Gerçi medyada yemin konusu kadar yer almadı ya olsun, ama burada önemli olan işin özerkliğe kadar gelmesi…
Bundan sonra sırada hangi gelişmelerin yer alabileceği sanıyorum alınan bu kadar mesafeden sonra, çok kolayca tahmin edilebilecektir.
Zaten başlangıcından bu güne kadar alınan yol…
Ya da geçirilen aşamalar dikkate alındığında hani derler ya “perşembenin gelişi…” İşte aynen öyle…
Bu iş ilk olarak ikiz yasaların mecliste kabul edilmesiyle başladı desek sanıyorum yanlış olmaz.
Bu güne kadar hiçbir cumhuriyet hükümetinin imzalamaya cesaret edemediği anlaşma 2003 yılında birden bire imzalanıverdi.
Sonra onu ABD ile imzalanan hani 2 sayfa 9 madde olarak kamuoyunca tanımlanan anlaşma izledi.

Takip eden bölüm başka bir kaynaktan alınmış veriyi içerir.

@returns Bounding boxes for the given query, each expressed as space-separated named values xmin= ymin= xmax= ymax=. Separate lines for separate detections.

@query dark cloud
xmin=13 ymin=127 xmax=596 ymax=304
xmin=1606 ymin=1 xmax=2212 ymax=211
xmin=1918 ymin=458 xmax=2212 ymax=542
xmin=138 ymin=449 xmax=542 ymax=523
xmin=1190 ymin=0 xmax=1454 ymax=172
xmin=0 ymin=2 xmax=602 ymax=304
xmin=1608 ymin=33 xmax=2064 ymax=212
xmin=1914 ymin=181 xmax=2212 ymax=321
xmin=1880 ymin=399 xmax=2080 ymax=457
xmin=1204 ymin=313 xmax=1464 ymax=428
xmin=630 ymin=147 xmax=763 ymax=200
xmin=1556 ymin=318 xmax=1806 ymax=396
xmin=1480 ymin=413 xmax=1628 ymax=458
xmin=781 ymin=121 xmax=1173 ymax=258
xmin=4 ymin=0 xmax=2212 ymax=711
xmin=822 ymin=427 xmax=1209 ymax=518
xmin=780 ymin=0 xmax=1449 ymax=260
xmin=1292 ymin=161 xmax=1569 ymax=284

Ardından toplumu tanımlarken 36 ayrı kimlik vurgusu gündeme damgasını vurdu…
Artık millet olduğumuzu söylemekten ısrarla kaçınıldı…
Hatta yöneticilerimiz, milletle beraber Türk sözünü de söylemekten uzak durdular…
Belki hatırlarsınız Türk sözünden o kadar korkuldu ki…
Büyük Atatürk’ün “Ne mutlu Türk’üm diyene.” sözü bile dağlardan taşlardan silinmeye çalışıldı. Gerçi her ne kadar dağlardan taşlardan silinmeye çalışılsa da beyinlerden silinebildi mi?
Hala milli kimliğimiz üzerine oyunlar oynandığına bakılırsa, hayır…
Yoksa ne demeye bu kadar uğraşılsın ki…
Sonrasında Kürt milleti yaratmak gibi bir misyon vardı ve TRT 6 bu görevi yerine getirmek üzere kurulmuştu.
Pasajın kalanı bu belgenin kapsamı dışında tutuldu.